Ok, so here is a problem analogous to my problem (I'll elaborate on the real problem below, but I think this analogy will be easier to understand).
I have a strange two-sided coin that only comes up heads (randomly) 1 in every 1,001 tosses (the remainder being tails). In other words, for every 1,000 tails I see, there will be 1 heads.
I have a peculiar disease where I only notice 1 in every 1,000 tails I see, but I notice every heads, and so it appears to me that the rate of noticing a heads or tails is 0.5. Of course, I'm aware of this disease and its effect so I can compensate for it.
Someone now gives me a new coin, and I noticed that the rate of noticing heads is now 0.6. Given that my disease hasn't changed (I still only notice 1 in every 1,000 tails), how do I calculate the actual ratio of heads to tails that this new coin produces?
(You shouldn't need to understand this to help with this problem, so if it confuses you - ignore it ;)

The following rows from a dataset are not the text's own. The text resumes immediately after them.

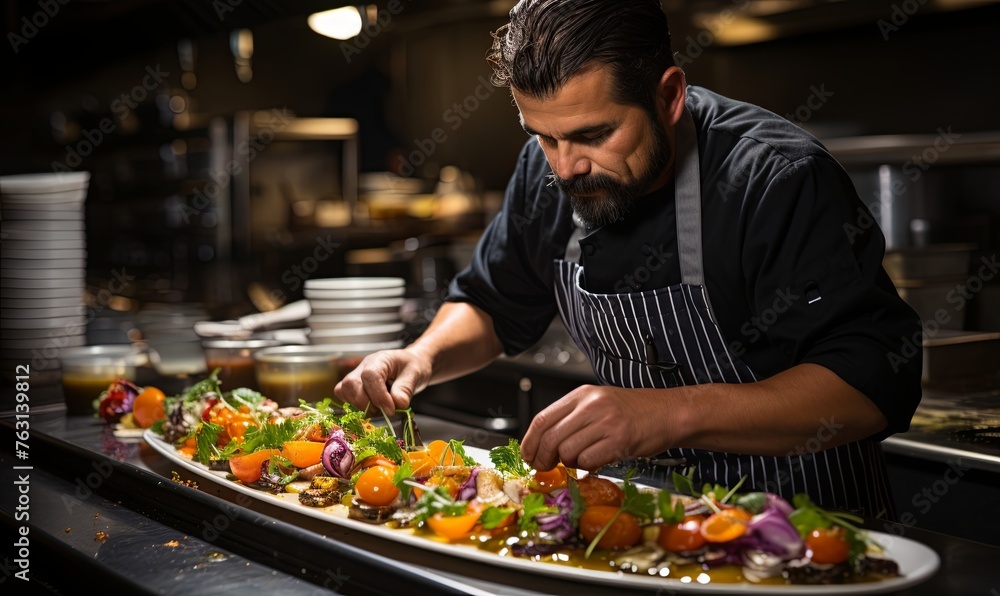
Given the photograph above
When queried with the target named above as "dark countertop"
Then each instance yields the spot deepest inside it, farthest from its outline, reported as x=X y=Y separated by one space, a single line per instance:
x=163 y=537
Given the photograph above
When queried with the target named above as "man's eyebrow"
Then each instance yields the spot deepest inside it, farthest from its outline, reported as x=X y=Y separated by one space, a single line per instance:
x=582 y=131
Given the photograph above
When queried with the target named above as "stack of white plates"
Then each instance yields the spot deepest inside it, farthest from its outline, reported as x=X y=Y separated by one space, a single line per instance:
x=354 y=314
x=42 y=269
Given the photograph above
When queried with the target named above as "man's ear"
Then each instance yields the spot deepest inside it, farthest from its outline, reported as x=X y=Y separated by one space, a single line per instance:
x=670 y=94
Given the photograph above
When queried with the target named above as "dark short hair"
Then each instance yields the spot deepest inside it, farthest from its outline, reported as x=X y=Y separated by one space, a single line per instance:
x=548 y=41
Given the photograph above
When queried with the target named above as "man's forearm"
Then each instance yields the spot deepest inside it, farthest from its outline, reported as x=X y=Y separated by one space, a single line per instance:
x=459 y=340
x=804 y=409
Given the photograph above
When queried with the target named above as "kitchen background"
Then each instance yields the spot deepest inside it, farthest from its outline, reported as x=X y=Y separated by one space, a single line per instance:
x=235 y=153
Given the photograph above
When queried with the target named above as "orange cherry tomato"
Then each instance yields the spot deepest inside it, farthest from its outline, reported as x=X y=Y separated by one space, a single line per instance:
x=682 y=537
x=600 y=491
x=443 y=454
x=248 y=467
x=623 y=532
x=726 y=525
x=454 y=527
x=147 y=408
x=548 y=480
x=375 y=486
x=828 y=546
x=421 y=462
x=303 y=454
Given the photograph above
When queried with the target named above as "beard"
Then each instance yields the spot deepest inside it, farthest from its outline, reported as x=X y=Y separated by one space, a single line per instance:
x=618 y=198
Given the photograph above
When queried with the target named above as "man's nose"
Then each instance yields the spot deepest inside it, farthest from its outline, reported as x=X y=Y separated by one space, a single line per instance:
x=570 y=162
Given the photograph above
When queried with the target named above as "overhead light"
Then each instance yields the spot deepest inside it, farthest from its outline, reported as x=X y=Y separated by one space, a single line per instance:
x=339 y=23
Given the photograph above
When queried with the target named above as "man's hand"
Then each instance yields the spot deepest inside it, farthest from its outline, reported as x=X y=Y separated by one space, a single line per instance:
x=386 y=380
x=593 y=426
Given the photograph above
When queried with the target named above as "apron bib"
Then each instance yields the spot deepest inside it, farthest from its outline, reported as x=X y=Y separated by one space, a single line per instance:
x=669 y=337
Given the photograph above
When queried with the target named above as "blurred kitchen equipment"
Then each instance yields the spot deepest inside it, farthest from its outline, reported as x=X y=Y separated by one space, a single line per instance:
x=928 y=262
x=962 y=360
x=169 y=330
x=234 y=359
x=88 y=370
x=287 y=374
x=42 y=271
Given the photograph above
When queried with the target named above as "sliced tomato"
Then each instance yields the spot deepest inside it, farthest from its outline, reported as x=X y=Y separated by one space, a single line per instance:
x=248 y=467
x=303 y=454
x=454 y=527
x=682 y=537
x=828 y=546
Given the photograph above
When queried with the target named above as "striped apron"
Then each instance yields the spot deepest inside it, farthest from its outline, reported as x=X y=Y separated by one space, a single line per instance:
x=669 y=337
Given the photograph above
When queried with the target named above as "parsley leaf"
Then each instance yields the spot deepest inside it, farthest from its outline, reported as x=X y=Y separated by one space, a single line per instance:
x=533 y=506
x=268 y=436
x=640 y=504
x=671 y=514
x=493 y=516
x=206 y=437
x=437 y=500
x=403 y=473
x=507 y=460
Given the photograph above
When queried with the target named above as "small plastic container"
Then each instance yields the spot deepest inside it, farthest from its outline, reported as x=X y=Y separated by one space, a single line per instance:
x=89 y=370
x=287 y=374
x=234 y=359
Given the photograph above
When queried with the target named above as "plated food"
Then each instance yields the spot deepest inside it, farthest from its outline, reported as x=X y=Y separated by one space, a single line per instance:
x=336 y=463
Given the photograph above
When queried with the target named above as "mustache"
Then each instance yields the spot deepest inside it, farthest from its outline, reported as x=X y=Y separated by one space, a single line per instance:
x=585 y=184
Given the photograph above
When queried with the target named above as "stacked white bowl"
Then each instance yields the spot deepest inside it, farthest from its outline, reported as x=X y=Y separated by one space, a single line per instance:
x=355 y=314
x=43 y=267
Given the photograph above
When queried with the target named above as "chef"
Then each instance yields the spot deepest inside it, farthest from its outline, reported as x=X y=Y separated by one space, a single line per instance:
x=708 y=256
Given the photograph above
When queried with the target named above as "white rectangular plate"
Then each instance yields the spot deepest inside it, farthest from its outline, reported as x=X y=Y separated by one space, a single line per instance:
x=917 y=562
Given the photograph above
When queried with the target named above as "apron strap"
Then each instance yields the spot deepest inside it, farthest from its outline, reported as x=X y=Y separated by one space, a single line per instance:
x=687 y=197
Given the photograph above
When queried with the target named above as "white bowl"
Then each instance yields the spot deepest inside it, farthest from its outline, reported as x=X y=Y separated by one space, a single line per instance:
x=8 y=234
x=49 y=274
x=44 y=226
x=362 y=319
x=11 y=214
x=43 y=182
x=354 y=283
x=42 y=262
x=53 y=322
x=57 y=340
x=43 y=284
x=363 y=294
x=43 y=313
x=39 y=293
x=47 y=200
x=371 y=334
x=332 y=307
x=12 y=304
x=10 y=244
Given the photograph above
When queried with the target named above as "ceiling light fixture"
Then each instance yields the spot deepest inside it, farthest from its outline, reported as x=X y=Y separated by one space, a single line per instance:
x=339 y=23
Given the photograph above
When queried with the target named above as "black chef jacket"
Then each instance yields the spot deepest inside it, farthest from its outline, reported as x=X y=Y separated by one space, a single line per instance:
x=793 y=264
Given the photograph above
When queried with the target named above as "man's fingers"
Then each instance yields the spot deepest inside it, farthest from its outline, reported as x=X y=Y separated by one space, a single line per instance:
x=403 y=388
x=373 y=380
x=542 y=424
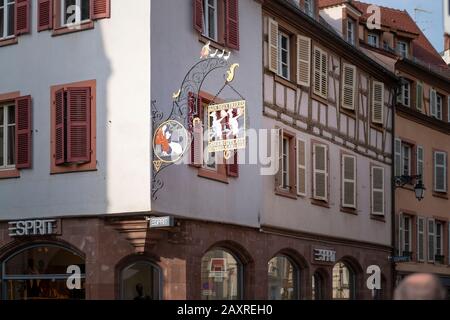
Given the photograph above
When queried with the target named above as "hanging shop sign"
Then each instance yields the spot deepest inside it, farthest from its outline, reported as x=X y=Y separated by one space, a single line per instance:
x=226 y=126
x=28 y=228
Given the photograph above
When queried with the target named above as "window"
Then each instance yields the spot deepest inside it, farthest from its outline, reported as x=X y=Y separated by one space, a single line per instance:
x=40 y=272
x=320 y=73
x=7 y=136
x=348 y=181
x=74 y=12
x=221 y=276
x=343 y=282
x=421 y=239
x=404 y=96
x=140 y=281
x=377 y=183
x=210 y=19
x=7 y=18
x=320 y=172
x=15 y=134
x=351 y=31
x=373 y=40
x=440 y=171
x=348 y=86
x=284 y=55
x=310 y=8
x=402 y=49
x=282 y=279
x=73 y=127
x=218 y=20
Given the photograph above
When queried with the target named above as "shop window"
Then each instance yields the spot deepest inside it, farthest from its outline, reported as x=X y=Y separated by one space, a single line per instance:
x=140 y=281
x=282 y=279
x=42 y=272
x=343 y=282
x=221 y=276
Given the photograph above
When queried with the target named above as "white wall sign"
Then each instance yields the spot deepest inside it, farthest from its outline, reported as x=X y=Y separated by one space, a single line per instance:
x=324 y=255
x=26 y=228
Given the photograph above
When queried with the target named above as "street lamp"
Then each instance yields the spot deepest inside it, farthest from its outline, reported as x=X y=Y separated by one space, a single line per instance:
x=419 y=188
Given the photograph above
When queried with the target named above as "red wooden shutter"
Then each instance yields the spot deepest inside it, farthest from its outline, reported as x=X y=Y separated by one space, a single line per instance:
x=100 y=9
x=232 y=24
x=45 y=15
x=78 y=125
x=59 y=138
x=233 y=167
x=198 y=15
x=22 y=17
x=23 y=132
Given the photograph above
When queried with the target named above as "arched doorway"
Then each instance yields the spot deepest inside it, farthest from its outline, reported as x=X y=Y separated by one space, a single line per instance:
x=283 y=279
x=221 y=276
x=344 y=282
x=140 y=280
x=46 y=271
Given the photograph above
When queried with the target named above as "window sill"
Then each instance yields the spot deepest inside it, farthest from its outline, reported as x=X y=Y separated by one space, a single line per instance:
x=8 y=42
x=9 y=174
x=213 y=175
x=65 y=30
x=284 y=193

Ok, so what is the real problem? Well, I have a bunch of data consisting of input, and outputs which are 1s and 0s. I want to teach a supervised machine learning algorithm to predict the expected output (a float between 0 and 1) given an input. The problem is that the 1s are very rare, and this screws up the internal math because it becomes very susceptible to rounding errors - even with high-precision floating point math.

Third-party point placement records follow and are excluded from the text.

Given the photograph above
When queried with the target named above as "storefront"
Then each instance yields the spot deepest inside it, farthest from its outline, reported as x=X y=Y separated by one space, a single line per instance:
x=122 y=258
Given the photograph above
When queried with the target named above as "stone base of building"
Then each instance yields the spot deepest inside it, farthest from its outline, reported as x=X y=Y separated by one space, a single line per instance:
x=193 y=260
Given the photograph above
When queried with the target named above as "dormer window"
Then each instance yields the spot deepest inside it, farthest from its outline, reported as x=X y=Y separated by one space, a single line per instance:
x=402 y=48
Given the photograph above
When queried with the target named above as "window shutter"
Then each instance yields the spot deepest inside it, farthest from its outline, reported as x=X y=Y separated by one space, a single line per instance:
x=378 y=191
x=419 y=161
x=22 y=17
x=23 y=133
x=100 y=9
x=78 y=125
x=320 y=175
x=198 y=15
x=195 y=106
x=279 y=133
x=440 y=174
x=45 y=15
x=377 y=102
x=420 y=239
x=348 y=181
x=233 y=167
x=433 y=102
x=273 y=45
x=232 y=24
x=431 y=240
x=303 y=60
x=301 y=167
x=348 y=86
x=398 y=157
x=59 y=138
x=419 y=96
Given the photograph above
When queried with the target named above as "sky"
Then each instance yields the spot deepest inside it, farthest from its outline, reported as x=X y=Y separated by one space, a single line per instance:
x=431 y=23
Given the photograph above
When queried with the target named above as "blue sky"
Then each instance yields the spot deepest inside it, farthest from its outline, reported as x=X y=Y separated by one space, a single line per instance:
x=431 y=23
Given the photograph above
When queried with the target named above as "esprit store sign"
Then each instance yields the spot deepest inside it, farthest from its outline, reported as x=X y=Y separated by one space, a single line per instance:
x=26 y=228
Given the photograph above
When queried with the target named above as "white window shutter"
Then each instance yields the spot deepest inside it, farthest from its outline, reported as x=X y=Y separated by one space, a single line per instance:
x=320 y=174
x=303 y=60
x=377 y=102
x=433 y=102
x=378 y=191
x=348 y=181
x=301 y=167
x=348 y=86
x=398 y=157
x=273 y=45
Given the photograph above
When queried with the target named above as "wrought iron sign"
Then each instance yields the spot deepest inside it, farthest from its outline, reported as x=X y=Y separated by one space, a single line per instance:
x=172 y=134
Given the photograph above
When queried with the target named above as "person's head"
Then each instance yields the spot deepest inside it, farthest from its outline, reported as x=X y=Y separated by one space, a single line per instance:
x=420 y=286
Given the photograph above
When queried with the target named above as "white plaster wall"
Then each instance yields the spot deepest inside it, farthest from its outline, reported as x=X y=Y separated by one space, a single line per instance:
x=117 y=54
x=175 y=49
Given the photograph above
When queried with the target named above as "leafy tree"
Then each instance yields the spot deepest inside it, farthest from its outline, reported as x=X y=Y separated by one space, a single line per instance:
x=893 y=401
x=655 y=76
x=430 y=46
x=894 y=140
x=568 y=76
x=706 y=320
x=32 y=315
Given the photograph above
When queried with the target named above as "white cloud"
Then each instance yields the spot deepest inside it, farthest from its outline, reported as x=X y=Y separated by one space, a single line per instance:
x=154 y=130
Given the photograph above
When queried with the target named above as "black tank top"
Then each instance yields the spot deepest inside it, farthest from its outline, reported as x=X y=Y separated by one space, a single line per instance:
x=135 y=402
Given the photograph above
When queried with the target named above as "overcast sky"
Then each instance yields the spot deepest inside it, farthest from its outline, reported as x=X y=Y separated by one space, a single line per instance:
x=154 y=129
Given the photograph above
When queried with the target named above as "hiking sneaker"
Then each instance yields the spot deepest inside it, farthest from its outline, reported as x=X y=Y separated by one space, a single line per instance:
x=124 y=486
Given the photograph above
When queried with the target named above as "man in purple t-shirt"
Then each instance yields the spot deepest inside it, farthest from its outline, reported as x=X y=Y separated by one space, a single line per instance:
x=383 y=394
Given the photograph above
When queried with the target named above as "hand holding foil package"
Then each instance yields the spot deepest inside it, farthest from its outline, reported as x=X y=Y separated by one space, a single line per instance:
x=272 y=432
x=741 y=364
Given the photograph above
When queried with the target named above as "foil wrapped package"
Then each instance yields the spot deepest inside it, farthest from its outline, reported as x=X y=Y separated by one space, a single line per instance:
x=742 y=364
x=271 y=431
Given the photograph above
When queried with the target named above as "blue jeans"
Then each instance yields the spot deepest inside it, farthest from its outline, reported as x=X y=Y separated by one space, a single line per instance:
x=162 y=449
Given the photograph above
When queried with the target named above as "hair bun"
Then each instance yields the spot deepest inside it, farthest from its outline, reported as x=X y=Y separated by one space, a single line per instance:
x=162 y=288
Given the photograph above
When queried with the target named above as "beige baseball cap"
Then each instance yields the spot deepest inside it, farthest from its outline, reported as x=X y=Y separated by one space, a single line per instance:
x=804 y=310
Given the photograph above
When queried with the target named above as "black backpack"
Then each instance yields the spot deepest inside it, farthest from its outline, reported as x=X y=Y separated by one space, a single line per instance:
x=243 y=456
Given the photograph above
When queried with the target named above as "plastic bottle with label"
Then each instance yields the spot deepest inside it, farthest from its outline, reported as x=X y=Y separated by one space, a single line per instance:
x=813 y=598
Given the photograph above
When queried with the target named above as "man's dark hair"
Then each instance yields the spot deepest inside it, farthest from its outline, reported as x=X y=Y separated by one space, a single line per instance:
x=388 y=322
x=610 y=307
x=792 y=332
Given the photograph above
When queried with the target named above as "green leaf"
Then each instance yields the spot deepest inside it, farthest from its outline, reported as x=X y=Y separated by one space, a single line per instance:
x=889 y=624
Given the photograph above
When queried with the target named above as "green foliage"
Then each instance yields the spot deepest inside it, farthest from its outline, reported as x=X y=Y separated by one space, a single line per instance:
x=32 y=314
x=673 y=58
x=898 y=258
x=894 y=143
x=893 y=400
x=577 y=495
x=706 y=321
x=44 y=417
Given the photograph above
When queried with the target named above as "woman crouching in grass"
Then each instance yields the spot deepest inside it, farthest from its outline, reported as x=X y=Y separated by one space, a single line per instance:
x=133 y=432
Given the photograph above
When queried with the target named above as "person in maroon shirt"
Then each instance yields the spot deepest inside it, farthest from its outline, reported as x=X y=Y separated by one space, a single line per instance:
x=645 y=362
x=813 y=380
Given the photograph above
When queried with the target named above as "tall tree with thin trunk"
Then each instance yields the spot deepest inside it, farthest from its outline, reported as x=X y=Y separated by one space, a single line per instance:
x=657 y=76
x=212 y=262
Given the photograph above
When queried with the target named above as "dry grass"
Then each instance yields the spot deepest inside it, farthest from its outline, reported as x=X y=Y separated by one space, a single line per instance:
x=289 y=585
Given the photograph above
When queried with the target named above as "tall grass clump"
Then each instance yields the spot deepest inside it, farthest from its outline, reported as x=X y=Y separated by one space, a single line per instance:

So, I normalize the data by randomly omitting most of the 0 training samples so that it appears that there is a roughly equal ratio of 1s and 0s. Of course, this means that now the machine learning algorithm's output is no-longer predicting a probability, ie. instead of predicting 0.001 as it should, it would now predict 0.5.
I need a way to convert the output of the machine learning algorithm back to a probability within the original training set.